In reality, I know how incredibly blessed I am – in so many more ways than these. I am not alone, first and foremost. God is always with me, as He always has been – guiding, protecting, and loving me unconditionally.
And I now have my husband David – my life’s greatest blessing. I feel loved daily – something absent throughout my adult life. I view these floaters as a minor thorn in my side – similar to what the Apostle Paul discussed in 2 Corinthians 12: 7-10.
Paul wrote, “I was given a thorn in my flesh, a messenger of Satan, to torment me. Three times, I pleaded with the Lord to take it away from me. But he said to me, ‘My grace is sufficient for you, for my power is made perfect in weakness.’ Therefore, I will boast all the more gladly about my weaknesses, so that Christ’s power may rest on me.
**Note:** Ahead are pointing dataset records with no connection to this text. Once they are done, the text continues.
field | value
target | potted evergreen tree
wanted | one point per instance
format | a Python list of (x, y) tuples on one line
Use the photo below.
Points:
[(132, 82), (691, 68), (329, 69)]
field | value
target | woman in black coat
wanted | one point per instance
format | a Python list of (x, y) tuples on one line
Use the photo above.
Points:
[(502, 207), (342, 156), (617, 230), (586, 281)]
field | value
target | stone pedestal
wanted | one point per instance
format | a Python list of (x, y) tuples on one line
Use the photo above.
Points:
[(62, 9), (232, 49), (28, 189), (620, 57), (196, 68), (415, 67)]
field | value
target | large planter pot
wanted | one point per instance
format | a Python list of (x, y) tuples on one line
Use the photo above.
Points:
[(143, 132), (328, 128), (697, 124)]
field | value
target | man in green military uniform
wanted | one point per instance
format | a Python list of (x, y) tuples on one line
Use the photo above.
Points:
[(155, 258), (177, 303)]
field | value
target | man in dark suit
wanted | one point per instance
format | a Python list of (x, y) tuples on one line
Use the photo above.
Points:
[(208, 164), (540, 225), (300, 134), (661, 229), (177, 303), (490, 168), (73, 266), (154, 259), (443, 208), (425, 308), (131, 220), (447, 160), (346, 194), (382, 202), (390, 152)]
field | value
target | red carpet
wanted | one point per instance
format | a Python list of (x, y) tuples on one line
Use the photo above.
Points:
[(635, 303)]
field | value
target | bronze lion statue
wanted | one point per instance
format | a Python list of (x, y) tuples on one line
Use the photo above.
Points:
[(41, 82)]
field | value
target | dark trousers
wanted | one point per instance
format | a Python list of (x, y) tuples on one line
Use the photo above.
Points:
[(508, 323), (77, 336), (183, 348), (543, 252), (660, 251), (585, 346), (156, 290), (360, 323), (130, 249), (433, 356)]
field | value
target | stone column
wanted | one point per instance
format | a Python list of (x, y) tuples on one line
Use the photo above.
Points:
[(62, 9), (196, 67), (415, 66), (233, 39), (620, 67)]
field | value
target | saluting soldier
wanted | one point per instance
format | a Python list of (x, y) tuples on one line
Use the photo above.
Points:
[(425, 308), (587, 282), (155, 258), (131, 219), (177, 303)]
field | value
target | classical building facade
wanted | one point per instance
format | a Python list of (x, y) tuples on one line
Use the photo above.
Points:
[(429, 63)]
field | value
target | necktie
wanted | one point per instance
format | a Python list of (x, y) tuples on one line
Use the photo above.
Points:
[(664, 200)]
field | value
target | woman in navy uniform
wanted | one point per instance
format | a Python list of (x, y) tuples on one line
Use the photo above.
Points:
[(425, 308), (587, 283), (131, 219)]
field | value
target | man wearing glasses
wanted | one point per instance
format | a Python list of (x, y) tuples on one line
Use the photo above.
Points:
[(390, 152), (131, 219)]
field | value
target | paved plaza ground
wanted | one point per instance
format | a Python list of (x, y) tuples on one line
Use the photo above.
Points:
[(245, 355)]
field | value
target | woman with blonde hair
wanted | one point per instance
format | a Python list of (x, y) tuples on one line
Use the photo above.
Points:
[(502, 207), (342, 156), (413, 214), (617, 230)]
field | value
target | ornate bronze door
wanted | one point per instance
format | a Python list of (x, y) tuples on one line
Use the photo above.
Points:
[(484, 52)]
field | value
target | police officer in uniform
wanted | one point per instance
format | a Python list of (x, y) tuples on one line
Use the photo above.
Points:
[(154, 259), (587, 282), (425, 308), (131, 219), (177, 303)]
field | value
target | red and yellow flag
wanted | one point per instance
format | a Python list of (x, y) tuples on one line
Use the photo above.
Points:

That is why, for Christ’s sake, I delight in weaknesses, in insults, in hardships, in persecutions, in difficulties. For when I am weak, then I am strong.”
While no one knows what Paul’s thorn was, I suspect everyone has something in their life that they can relate to his condition. Perhaps this is why Paul never mentions his ailment specifically. God wanted it to remain unnamed so we could all relate to it somehow.
Paul’s optimism inspires me despite the incredible challenges he faced in his lifetime. Henceforth, I will endeavor to do as Paul did and “boast all the more gladly about my weaknesses, so that Christ’s power may rest on me.”
I will never again say I have “bad eyes,” as God gave me His eyes to see the hurt, needy, and unloved in this world. I long to see everything God wants me to and serve Him in every way I can. I know He will give me the strength and vision to do so – regardless of what my physical eyes can do.